According to the US investment banks, JP Morgan and Goldman Sachs, Europe is close to a recession.
Europe at risk of recession: the thinking of the two investment banks
According to two major US investment banks, JP Morgan and Goldman Sachs, rising commodity prices, strong international instability and inflationary pressures could soon bring a new recession across the Eurozone.
In a report on Wednesday, Goldman Sachs economists said:
“The risks to our forecast are skewed toward a sharper recession in the event of an even more severe disruption of gas flows, a renewed period of sovereign stress or a U.S. recession”.
Recession in the US, based on data that emerged on Thursday, would already be almost underway, considering that for the second quarter in a row the star-studded economy has contracted.
After registering a 1.6% contraction in GDP in the first quarter, the data for the second quarter was also for a 0.9% contraction, despite the fact that analysts had forecast 0.4% growth.
By definition, two consecutive quarters of negative growth actually represent a technical recession.
At the same time, both Powell, Fed Chair, and Yellen, Treasury Secretary, tend to rule out the possibility of a recession in the US, or at least as stated by Yellen to believe that it is not inevitable, as some analysts are beginning to believe and as the GDP data seem to confirm:
“Well, I expect the economy to slow.
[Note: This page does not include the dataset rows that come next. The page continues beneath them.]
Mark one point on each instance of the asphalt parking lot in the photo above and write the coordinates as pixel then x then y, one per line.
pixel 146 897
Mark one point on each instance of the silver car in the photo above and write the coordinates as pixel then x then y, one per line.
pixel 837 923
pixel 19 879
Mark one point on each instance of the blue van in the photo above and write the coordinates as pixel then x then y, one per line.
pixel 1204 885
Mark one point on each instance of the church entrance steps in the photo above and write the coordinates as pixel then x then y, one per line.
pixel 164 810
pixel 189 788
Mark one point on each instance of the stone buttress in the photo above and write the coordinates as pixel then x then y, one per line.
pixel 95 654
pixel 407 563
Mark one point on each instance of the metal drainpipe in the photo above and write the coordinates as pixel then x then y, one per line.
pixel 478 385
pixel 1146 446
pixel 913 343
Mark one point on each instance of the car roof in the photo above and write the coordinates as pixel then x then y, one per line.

It’s been growing at a very rapid rate as the labor market has recovered and have reached full employment. It’s natural now that we expect a transition to steady and stable growth. But I don’t think a recession is at all inevitable”.
Fed measures in response to inflation levels
At its last meeting on Thursday, the Fed raised rates again by 0.75% to combat rising inflation, which has never been so high in 40 years.
According to many analysts, these hikes will only have recessionary effects on the economy, which is already showing signs of slowing.
Even more complicated, at least according to what Goldman Sachs and JP Morgan experts say, seems to be the situation in the Eurozone.
According to the two investment banks, growth will slow by 0.5% in the third quarter and 0.5% in the fourth quarter. The same contraction is also expected to occur in the first quarter of next year, effectively certifying that a recession has occurred.
The forecast assumes gas prices at 150 EUR/MWh (currently the price is around 220 EUR/MWh).
JP Morgan’s forecast
Slightly more cautious are JP Morgan‘s estimates, which forecast eurozone GDP growth of 0.5% this quarter, followed by a contraction of 0.5% in both the fourth quarter of this year and the first quarter of next year.
Goldman Sachs economists believe that:
“Looking across countries, we have Germany and Italy in clear recession in the second half, while Spain and France continue to grow”.
Concerning Italy in particular, according to the two investment banks, the recent government crisis will weigh heavily, contributing to a climate of uncertainty in international markets.
The ECB is likely to raise interest rates by 0.25%, rather than the budgeted 0.5%, precisely because of these early signs of economic slowdown in the Eurozone.
These gloomy forecasts by the two investment banks follow by a few days those made by the International Monetary Fund, which speak of world economic growth of 3.2% this year, revised downward by 0.4% from the previous forecast in April.
Growth is expected to slow further in 2023 to 2.9%, down 0.7% from April’s projection.